Por su presencia en la industria alimentaria y por contratos públicos de distribución en cárceles mexicanas, la familia Landsmanas ha sido ubicada bajo observación de autoridades de ambos países.


De acuerdo con El Financiero, en México se abrió una investigación desde los últimos meses de la gestión de Alejandro Gertz Manero en la Fiscalía General de la República, en la que se mencionó la presunta complicidad de altos funcionarios cercanos al gobierno de Claudia Sheinbaum.


El diario señala que el vínculo entre Landsmanas y Saab no se traduce necesariamente en una relación comercial formal directa; sin embargo, ambos figuran en investigaciones sobre cadenas de negocios ligadas a contratos CLAP, por sospechas de financiamiento irregular e incluso bajo categorías utilizadas por Estados Unidos para investigar posibles vínculos con actividades de financiamiento al terrorismo por su relación con el régimen venezolano.


Autoridades mexicanas iniciaron desde 2019 indagatorias que abarcaron a cerca de 23 empresas por lavado de dinero, triangulaciones financieras y ventas infladas ligadas al envío de alimentos desde México a Venezuela.


De manera reiterada, la familia Landsmanas ha negado tener vínculos con Saab o participar en negocios ilícitos relacionados con los CLAP, al sostener que sus operaciones obedecen a actividades legítimas dentro del sector alimentario.


La empresa de arrendamiento de vehículos Turbofin, que ha obtenido contratos públicos de alto monto en diversas entidades del país, aparece mencionada en este contexto por la relación documentada con Jack Landsmanas. Turbofin pertenece a Aby Lijtszain y Bernardo Lijtszain, también controladores de Grupo Traxión, compañía de transporte y logística que cotiza en la Bolsa Mexicana de Valores.

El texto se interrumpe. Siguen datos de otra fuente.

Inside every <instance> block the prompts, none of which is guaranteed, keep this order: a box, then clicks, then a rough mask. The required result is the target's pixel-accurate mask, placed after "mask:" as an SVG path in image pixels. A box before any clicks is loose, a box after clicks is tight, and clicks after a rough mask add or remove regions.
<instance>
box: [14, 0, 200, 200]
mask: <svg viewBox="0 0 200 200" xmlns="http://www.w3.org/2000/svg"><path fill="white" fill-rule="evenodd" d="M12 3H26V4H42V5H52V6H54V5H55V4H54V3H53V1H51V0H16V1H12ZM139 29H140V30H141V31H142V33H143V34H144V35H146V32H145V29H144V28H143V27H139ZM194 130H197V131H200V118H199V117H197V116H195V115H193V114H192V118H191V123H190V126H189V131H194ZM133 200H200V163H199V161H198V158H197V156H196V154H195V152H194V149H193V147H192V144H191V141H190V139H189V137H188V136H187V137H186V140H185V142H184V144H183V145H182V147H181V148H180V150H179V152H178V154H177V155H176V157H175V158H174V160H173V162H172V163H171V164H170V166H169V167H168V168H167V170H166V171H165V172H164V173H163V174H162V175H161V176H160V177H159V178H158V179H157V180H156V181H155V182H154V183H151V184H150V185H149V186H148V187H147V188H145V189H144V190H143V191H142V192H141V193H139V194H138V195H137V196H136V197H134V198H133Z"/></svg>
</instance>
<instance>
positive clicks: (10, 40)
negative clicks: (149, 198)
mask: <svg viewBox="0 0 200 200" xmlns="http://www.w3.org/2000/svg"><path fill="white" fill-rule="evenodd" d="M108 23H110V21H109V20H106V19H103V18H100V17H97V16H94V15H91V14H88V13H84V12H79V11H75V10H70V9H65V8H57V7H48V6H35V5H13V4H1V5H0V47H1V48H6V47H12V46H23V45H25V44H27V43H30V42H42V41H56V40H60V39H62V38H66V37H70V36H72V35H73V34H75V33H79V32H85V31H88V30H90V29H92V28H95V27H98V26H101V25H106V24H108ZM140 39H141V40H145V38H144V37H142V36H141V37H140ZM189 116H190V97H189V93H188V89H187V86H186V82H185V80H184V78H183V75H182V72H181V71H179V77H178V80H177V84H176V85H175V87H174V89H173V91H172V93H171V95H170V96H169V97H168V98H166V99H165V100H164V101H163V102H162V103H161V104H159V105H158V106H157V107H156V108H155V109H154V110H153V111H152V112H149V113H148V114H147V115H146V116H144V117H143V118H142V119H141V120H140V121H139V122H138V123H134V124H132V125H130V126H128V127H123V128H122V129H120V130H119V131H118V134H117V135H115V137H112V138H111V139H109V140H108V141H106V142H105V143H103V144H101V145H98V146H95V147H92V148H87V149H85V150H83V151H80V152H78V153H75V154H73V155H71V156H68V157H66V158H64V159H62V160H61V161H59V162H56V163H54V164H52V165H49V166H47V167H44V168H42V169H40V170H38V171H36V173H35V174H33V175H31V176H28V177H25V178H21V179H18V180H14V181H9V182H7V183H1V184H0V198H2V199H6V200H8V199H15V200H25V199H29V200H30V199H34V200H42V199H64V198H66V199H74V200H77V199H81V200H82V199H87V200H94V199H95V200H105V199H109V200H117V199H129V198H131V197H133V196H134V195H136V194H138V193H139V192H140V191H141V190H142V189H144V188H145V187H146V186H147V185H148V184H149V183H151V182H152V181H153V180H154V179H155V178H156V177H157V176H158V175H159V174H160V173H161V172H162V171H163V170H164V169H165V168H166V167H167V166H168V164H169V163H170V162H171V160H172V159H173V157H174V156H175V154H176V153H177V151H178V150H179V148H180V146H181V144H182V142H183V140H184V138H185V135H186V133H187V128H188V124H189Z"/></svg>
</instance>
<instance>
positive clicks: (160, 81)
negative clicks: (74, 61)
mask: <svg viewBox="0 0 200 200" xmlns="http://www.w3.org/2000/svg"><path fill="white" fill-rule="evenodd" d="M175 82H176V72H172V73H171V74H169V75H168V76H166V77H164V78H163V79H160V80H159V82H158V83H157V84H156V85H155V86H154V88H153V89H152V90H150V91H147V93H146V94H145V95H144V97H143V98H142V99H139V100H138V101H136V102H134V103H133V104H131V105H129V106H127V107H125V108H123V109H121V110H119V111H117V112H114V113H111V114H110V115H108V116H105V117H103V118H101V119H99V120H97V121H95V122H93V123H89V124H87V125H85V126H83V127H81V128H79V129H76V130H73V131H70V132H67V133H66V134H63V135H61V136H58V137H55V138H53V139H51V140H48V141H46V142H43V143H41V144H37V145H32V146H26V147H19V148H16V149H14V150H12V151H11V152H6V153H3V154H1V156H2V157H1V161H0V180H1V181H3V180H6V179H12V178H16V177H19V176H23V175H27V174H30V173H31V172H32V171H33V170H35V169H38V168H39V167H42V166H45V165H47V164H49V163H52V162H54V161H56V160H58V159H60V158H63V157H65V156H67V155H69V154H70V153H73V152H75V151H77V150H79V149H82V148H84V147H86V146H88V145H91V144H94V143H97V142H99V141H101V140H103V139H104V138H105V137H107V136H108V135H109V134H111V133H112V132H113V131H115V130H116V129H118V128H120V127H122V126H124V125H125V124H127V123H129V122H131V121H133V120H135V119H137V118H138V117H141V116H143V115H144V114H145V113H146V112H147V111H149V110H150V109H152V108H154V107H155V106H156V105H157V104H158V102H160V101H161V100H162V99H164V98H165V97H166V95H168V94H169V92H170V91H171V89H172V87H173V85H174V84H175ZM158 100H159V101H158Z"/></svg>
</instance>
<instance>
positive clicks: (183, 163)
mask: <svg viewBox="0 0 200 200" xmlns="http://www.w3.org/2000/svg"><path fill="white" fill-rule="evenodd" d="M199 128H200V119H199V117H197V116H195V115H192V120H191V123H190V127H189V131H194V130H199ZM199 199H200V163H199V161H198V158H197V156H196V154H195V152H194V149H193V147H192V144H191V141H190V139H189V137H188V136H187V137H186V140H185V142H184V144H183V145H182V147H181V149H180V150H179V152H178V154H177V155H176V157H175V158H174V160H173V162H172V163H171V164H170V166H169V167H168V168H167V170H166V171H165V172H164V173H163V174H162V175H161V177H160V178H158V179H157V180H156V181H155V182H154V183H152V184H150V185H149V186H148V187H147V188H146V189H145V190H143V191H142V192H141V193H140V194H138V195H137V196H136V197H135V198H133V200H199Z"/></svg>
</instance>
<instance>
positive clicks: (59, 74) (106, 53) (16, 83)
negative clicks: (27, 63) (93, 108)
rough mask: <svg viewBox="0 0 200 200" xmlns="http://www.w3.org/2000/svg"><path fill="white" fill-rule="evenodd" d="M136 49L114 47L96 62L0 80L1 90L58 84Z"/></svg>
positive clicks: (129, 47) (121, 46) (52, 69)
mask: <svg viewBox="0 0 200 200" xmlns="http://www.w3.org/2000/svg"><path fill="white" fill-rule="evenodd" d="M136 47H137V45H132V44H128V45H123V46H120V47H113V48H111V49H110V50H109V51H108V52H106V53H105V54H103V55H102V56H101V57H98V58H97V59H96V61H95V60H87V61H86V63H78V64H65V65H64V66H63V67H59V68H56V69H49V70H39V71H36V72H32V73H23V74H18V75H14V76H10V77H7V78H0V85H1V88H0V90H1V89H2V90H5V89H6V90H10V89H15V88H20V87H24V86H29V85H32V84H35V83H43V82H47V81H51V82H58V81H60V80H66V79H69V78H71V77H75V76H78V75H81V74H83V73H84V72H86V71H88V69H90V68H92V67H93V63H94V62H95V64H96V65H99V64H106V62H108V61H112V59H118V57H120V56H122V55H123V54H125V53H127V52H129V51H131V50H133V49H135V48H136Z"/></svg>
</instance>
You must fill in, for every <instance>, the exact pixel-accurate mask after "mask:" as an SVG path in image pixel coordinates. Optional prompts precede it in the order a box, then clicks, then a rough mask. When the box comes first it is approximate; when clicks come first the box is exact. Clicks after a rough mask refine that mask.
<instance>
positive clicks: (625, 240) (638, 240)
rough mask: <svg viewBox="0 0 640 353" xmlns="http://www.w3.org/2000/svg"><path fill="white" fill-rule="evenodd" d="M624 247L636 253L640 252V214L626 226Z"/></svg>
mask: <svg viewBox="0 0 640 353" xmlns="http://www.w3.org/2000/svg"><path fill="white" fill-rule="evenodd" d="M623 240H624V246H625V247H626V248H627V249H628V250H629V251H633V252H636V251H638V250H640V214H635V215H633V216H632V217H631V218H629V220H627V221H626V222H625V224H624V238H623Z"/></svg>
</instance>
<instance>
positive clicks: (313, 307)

Los reportes periodísticos señalan a Turbofin, que opera como empresa privada, por la adjudicación de contratos sin licitación para el arrendamiento de patrullas y vehículos oficiales, situación que ha generado cuestionamientos sobre mecanismos de contratación y redes empresariales; Traxión, por su parte, al operar como empresa pública, está sujeta a obligaciones de revelación financiera ante inversionistas y autoridades bursátiles.